After this analysis, only 8 accessions (Fig.1: 1, 2, 4, 8, 15, 18, 22 and 25) were selected and further analyzed with two-DE. The comparative analysis of the proteome images using Phoretix 2D revealed an average of 104 spots on the different proteomes from P. vulgaris (Fig. 2 B-I). These experiments were performed in triplicate for each accession.
The immuno-detection of the arcelins was obtained from the 2-DE gels of extracted proteins from a commercial variety by using a specific immune serum against this family of proteins. Figure 2A shows the results of the immunoblot, with only a few spots detected in the range of 33-35 kDa and 5.5-5.7 pH, which correspond to the characteristics of arcelins. The immunoblot image was used as a reference to identify the same group of proteins in each proteome with Phoretix 2D (Fig. 2 B-I). The protein spot patterns were different in each P. vulgaris proteome, suggesting the presence of different arcelins in each case, although it was not possible to distinguish between subgroups of arcelins with this approach. We observed the presence of two, three, four and five spots related to the range of molecular weight and inmuno-detection of arcelins (Fig. 2).
Some authors have stated that the more promising arcelin variants that confer insect resistance are arcelin-1, arcelin-5 and arcelin-8 (Osborn et al., 1988a; Zaugg et al., 2013); however, there is not much information on the presence of other variants and the role of these proteins in bruchid toxicity is not clear. Moreover, genetic studies suggest that resistance to storage pests in fact depends on a combination of proteins from the APA locus (arcelin, phytohemagglutinin and a-amylase inhibitor), in which case the participation of the arcelin family can play a fundamental role (Blair et al., 2010).
More profound mass spectrometry analysis is needed to elucidate which arcelin variants are expressed in these common bean accessions. It is worth noting that assayed commercial varieties have shown spots related to arcelins (Fig. 2). It is interesting to observe this high frequency of arcelins in the Venezuelan commercial varieties of P. vulgaris.
As shown in Table 1, it was possible to identify a group of peptides related to arcelins (98% identity) with mass spectrometry.

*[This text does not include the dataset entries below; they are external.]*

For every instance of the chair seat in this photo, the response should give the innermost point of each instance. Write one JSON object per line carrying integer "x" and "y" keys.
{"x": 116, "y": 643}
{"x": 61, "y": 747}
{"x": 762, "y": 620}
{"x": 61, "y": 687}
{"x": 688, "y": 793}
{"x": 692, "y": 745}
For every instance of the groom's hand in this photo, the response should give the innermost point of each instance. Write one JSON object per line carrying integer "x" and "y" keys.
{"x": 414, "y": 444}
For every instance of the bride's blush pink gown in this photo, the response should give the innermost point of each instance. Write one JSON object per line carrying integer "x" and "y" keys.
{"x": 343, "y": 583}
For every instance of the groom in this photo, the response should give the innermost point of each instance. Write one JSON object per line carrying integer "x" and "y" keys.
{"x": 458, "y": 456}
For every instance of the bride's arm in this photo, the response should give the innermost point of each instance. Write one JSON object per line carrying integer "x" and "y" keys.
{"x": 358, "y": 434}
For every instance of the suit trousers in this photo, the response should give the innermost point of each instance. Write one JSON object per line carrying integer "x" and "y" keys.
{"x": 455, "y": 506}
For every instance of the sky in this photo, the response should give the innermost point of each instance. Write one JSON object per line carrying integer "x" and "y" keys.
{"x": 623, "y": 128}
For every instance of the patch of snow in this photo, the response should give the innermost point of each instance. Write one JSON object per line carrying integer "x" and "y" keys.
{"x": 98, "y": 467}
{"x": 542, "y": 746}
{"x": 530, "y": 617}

Despite the tools described in this paper, it was not possible to determine the type of arcelins present in each variety. These results further confirmed the arcelin nature of the immune-detected spots.

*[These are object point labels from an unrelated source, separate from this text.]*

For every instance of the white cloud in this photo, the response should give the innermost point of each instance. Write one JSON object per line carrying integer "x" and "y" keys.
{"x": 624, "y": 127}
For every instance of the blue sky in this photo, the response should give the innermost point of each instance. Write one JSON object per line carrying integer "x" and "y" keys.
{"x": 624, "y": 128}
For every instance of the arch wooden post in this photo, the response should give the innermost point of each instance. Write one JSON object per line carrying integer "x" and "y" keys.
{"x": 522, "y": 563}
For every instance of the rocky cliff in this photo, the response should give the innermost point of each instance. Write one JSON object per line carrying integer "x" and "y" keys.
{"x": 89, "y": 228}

The large-scale study of the P. vulgaris proteome has been described in previous studies (Natarajan et al., 2013; Parreira et al., 2016); however, it does not present a useful tool for the study of protein families of interest, such as lectins. The inmuno-proteomic approach described in this study is a reliable alternative technique to easily localize/ identify a subset of proteins from complex bidimensional gels. This is the first immuno-proteomic approach used for the characterization of arcelins from P. vulgaris.